In retrospect, it’s something he would have welcomed years ago. “The ability to print with white would have made some jobs much easier,” Jackson reports. “When you have to print on clear vinyl, and then apply that to another material, it can prove labor intensive and frustrating,” especially if a spec of dirt or dust somehow gets between the vinyl and underlying substrate. “When that happens, you have no choice but reprint, and you can’t charge the client for that. It’s been a labor saver that gives us another creative outlet,” he says.

Now, he routinely prints photos on back of clear, 1/4-inch acrylic, flooding the background with 100-percent white to make the colors and image stand out. For one project, he produced 84 of these 14 x 18-inch prints, cut from 8 x 10-foot panels.

That kind of work he expected. What’s surprised him, however, are some novel applications, like creating a 3D effect on plywood to convey the look and feel of an old wooden sign. For this project, designer Mario Columbini starts with a wood-grain image in Photoshop. “From that, I create a black-and-white alpha channel to create the depth,” he says. When the files print, he taps the printer’s ability to lay down white in four separate passes. “We print, then overprint white to create the raised layers of the wood before we print 4-color. It’s something we couldn’t really do with just a 4-color press.”

Jackson also reports success using white to bring sheets of rolled cork to life. A corporate client uses the panels as bulletin boards for employees to post announcements and fliers at its facilities. Jackson cuts the rolls into 3 x 6-, 4 x 6-, and 3 x 8-foot panels for the flatbed.

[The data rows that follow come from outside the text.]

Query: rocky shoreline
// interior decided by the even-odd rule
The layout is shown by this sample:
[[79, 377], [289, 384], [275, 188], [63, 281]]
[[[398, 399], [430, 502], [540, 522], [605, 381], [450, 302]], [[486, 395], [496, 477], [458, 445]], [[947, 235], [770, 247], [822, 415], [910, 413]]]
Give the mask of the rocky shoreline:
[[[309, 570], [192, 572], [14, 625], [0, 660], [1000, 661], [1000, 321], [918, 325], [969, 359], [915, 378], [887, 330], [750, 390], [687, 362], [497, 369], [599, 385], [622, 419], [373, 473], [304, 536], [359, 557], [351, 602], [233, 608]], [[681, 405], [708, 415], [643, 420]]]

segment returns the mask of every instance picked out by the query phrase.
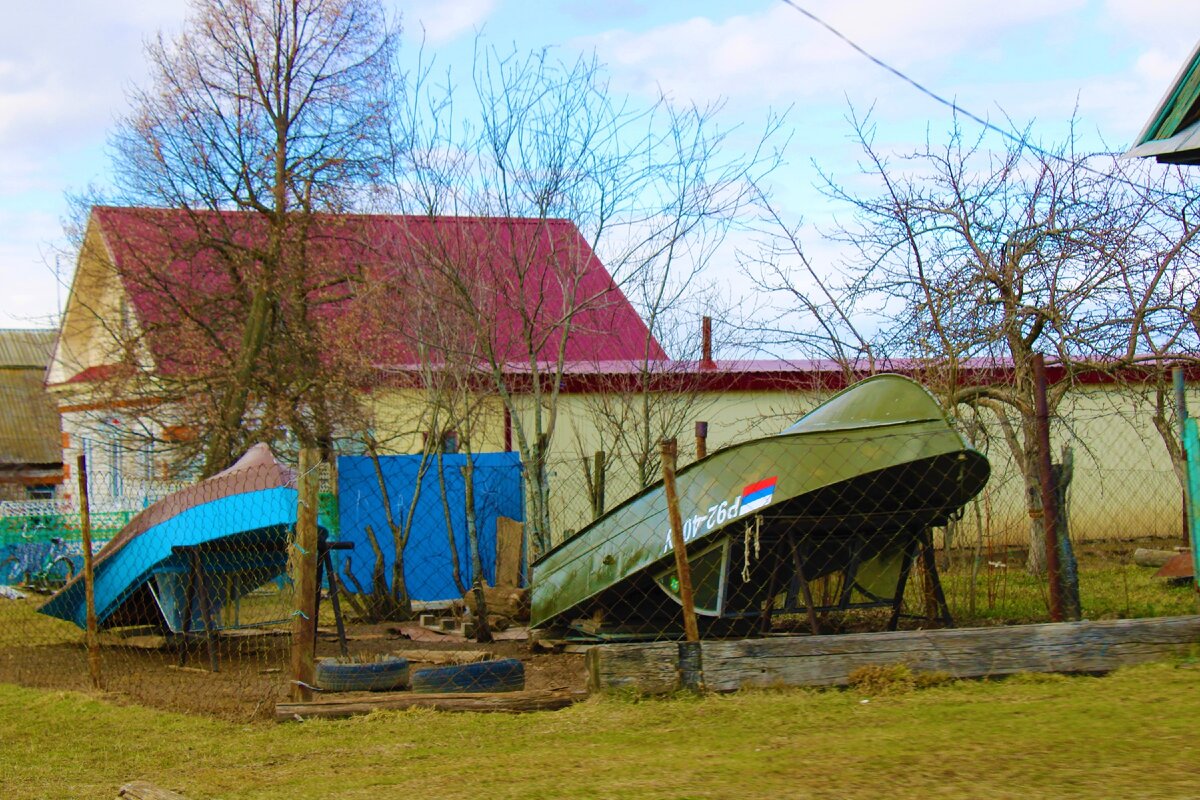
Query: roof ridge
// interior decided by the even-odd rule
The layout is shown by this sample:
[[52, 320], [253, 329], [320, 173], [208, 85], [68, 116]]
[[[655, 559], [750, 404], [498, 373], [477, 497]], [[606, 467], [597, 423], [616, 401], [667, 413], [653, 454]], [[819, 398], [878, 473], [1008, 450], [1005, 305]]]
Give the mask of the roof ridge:
[[[116, 212], [137, 212], [149, 211], [162, 214], [197, 214], [197, 215], [217, 215], [217, 214], [235, 214], [235, 215], [257, 215], [258, 212], [247, 209], [220, 209], [214, 210], [211, 208], [166, 208], [163, 206], [114, 206], [107, 204], [99, 204], [92, 206], [93, 211], [116, 211]], [[566, 223], [575, 225], [574, 220], [567, 217], [514, 217], [502, 216], [498, 214], [377, 214], [362, 211], [314, 211], [315, 217], [328, 217], [331, 219], [361, 219], [361, 220], [429, 220], [429, 221], [466, 221], [466, 222], [514, 222], [522, 224], [535, 223]], [[576, 226], [578, 228], [578, 226]]]

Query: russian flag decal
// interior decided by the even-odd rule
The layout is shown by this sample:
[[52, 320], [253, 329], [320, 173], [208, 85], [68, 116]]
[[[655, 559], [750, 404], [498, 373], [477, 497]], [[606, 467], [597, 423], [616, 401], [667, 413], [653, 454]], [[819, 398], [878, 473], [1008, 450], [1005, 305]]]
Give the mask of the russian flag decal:
[[771, 498], [775, 496], [775, 484], [778, 480], [778, 476], [772, 475], [770, 478], [763, 478], [758, 483], [752, 483], [743, 489], [739, 516], [751, 514], [763, 506], [770, 505]]

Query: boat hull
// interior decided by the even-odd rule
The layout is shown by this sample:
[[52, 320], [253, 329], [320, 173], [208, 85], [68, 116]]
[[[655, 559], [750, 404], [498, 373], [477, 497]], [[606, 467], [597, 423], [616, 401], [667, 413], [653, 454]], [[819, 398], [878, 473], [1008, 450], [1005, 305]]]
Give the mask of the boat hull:
[[[689, 562], [723, 549], [705, 572], [718, 578], [693, 575], [700, 613], [745, 620], [769, 614], [768, 594], [795, 586], [797, 573], [813, 581], [872, 559], [899, 564], [988, 474], [928, 392], [892, 375], [856, 384], [782, 434], [689, 464], [676, 477]], [[663, 602], [675, 598], [669, 534], [661, 483], [600, 517], [533, 565], [531, 624], [604, 617], [652, 629], [677, 619]]]
[[[97, 562], [97, 624], [165, 622], [177, 632], [199, 628], [198, 599], [191, 604], [189, 618], [186, 603], [177, 599], [179, 588], [173, 585], [188, 572], [188, 559], [183, 555], [186, 548], [196, 548], [201, 554], [209, 584], [206, 594], [215, 604], [215, 612], [229, 596], [225, 588], [239, 586], [241, 591], [250, 591], [283, 574], [285, 547], [295, 520], [296, 490], [280, 487], [218, 498], [147, 529]], [[205, 554], [206, 547], [219, 547], [221, 552]], [[236, 557], [231, 557], [234, 553]], [[228, 580], [233, 576], [238, 579]], [[83, 582], [69, 584], [39, 610], [85, 627]]]

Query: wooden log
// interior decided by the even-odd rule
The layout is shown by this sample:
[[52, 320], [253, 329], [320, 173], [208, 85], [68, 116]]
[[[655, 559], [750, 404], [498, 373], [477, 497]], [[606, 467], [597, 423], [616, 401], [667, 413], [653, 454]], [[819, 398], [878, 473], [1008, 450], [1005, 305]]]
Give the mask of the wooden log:
[[394, 650], [396, 655], [421, 664], [474, 664], [490, 661], [493, 654], [487, 650]]
[[130, 781], [117, 790], [117, 797], [127, 797], [130, 800], [187, 800], [181, 794], [170, 789], [161, 789], [146, 781]]
[[311, 703], [279, 703], [275, 706], [275, 721], [290, 722], [303, 719], [339, 719], [372, 711], [433, 708], [438, 711], [478, 711], [521, 713], [553, 711], [565, 708], [587, 697], [586, 692], [570, 689], [531, 689], [522, 692], [478, 692], [413, 694], [412, 692], [355, 692], [339, 693], [337, 699], [314, 700]]
[[[1200, 616], [1060, 622], [997, 628], [795, 636], [703, 643], [704, 682], [747, 686], [839, 686], [869, 665], [981, 678], [1018, 672], [1108, 672], [1186, 653]], [[587, 653], [588, 688], [665, 694], [677, 689], [675, 642], [598, 645]]]
[[[521, 545], [525, 526], [508, 517], [496, 518], [496, 586], [521, 585]], [[489, 608], [491, 603], [488, 603]]]
[[[525, 622], [529, 619], [529, 590], [506, 586], [483, 586], [483, 601], [489, 614]], [[467, 592], [463, 602], [475, 613], [475, 593]]]
[[1178, 554], [1176, 550], [1151, 550], [1139, 547], [1133, 551], [1133, 563], [1139, 567], [1161, 567]]

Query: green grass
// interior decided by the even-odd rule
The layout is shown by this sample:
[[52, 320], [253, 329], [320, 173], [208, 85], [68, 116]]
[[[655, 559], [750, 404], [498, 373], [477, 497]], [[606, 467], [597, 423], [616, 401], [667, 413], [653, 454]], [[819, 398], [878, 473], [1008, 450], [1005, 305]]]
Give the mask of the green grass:
[[[1132, 548], [1131, 548], [1132, 549]], [[984, 565], [975, 578], [974, 605], [969, 563], [954, 561], [940, 570], [956, 623], [967, 625], [1046, 622], [1046, 579], [1024, 569], [1023, 559], [1006, 559], [1003, 568]], [[1084, 619], [1170, 617], [1200, 613], [1200, 595], [1191, 586], [1154, 577], [1126, 554], [1084, 553], [1079, 564], [1079, 599]], [[910, 607], [921, 607], [920, 581], [906, 592]], [[972, 608], [974, 613], [972, 613]]]
[[[0, 685], [0, 796], [1195, 797], [1200, 669], [233, 725]], [[864, 700], [868, 702], [863, 702]]]

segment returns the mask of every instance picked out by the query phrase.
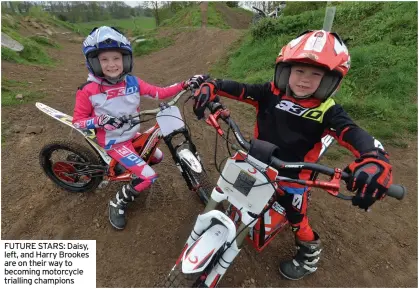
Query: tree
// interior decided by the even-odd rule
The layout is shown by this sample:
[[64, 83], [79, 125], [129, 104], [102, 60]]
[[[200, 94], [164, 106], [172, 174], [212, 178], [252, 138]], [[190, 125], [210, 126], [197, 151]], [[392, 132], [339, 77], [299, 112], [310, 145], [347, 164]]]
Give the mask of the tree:
[[227, 1], [226, 5], [228, 7], [231, 7], [231, 8], [237, 8], [237, 7], [239, 7], [239, 2], [238, 1]]
[[168, 2], [164, 1], [144, 1], [143, 6], [144, 7], [151, 7], [151, 11], [153, 13], [154, 19], [156, 19], [156, 26], [160, 25], [160, 13], [159, 9], [163, 7], [164, 5], [169, 5]]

“The ability to print white adds a whole new dimension,” he notes. “They can have a white background instead of a dull brown. Because we’re printing on a brown base, the white gives us a better pop wherever we use color. “And, now we’re able to use white in art where it just wasn’t possible before.”

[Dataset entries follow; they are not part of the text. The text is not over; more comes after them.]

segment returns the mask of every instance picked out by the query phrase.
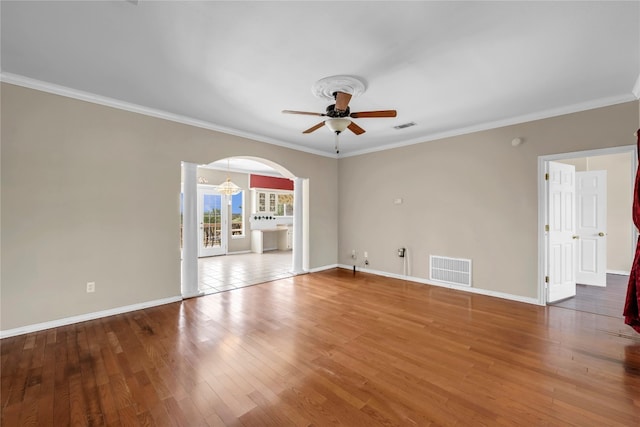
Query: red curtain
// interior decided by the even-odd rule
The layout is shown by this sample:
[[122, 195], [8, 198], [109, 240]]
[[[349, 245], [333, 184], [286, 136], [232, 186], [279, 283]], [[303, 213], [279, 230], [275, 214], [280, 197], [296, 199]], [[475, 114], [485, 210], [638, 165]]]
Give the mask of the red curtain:
[[[638, 138], [638, 160], [640, 161], [640, 129], [636, 132]], [[640, 166], [640, 165], [639, 165]], [[636, 171], [636, 184], [633, 190], [633, 223], [640, 229], [640, 167]], [[636, 256], [631, 266], [627, 298], [624, 302], [624, 323], [640, 333], [640, 239], [636, 246]]]

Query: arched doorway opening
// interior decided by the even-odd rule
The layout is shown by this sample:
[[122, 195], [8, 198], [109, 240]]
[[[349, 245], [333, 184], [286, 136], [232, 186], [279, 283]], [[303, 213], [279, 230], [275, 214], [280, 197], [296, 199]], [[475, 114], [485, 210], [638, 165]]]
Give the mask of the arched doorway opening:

Where amazing becomes routine

“We’re shocked by how much white we’re doing,” admits Greg Hasbrouck, large-format production manager for Archway Atlanta (www.archway.com). “We knew it’s something we needed, but it really has been amazing. We’re using it on long-run projects every week.”

In less than a year, the shop’s HP Scitex FB7600 has become an indispensable asset. “We had a small press with white-ink capability before, but it was very slow, so we were outsourcing most projects which required white,” he says.

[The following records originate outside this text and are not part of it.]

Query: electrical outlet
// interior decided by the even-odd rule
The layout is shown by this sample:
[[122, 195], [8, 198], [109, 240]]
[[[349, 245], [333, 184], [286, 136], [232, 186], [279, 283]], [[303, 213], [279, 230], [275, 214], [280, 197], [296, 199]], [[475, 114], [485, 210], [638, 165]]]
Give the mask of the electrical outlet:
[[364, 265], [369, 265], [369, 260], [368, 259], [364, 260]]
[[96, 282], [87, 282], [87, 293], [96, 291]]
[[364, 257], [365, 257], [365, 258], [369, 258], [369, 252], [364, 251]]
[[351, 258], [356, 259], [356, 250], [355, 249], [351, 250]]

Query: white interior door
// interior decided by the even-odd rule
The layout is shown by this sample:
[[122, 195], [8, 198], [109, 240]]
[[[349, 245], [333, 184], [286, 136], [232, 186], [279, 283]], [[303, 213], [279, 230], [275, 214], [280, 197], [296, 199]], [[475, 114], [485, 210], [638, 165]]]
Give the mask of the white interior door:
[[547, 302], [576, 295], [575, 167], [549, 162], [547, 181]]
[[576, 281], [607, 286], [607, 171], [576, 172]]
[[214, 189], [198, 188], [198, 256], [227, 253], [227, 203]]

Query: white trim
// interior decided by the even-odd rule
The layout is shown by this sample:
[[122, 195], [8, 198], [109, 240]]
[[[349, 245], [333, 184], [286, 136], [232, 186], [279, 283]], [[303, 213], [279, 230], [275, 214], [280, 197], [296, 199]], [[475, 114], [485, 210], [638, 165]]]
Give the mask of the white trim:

Extended press runs requiring white are now routine. “We do inside mount clings, print on black Styrene, and put photographs on different (colored) materials,” Hasbrouck shares. “You have to have white to get that effect.”

A couple of recent projects are typical examples. For one retail client, Archway produced a total of 1000 window clings, in three sizes, for installation inside store windows. Images were printed on the back of clear static cling media, then backed with 100-percent white.

The largest images, measuring 60 x 85-inches, were printed one at a time. Still, Hasbrouck says the quality, and speed makes the digital press a cost-effective alternative to screen printing for such projects.

“Sometimes we’re using white to put two different images on the same cling,” he continues. For a restaurant chain, Archway printed 1500 for installation inside its locations. The job required the same image be viewable, inside and outside of the eateries.

He describes the solution as something akin to an ink sandwich on clear cling. “First we laid down a reverse image in color, then a layer of white on top of that, and then a black blocker, he explains.” On the other side, he printed a layer of white, then a mirror of the color image.

White is also now figuring in smaller, specialty projects that just were not possible before. “One customer came to us with panels of lenticular stock for their project,” he shares. “We printed white on the panel so when someone moves around it, only the parts of the image they want them to see are visible.”

For an auto client, Archway spot printed white on chrome silver paper, so the color of the car printed on top of it really shines, but the underlying color shows through only where wanted.

“We’re showing our customers what we can do with white, and they’re starting to come up with ideas on their own,” he says.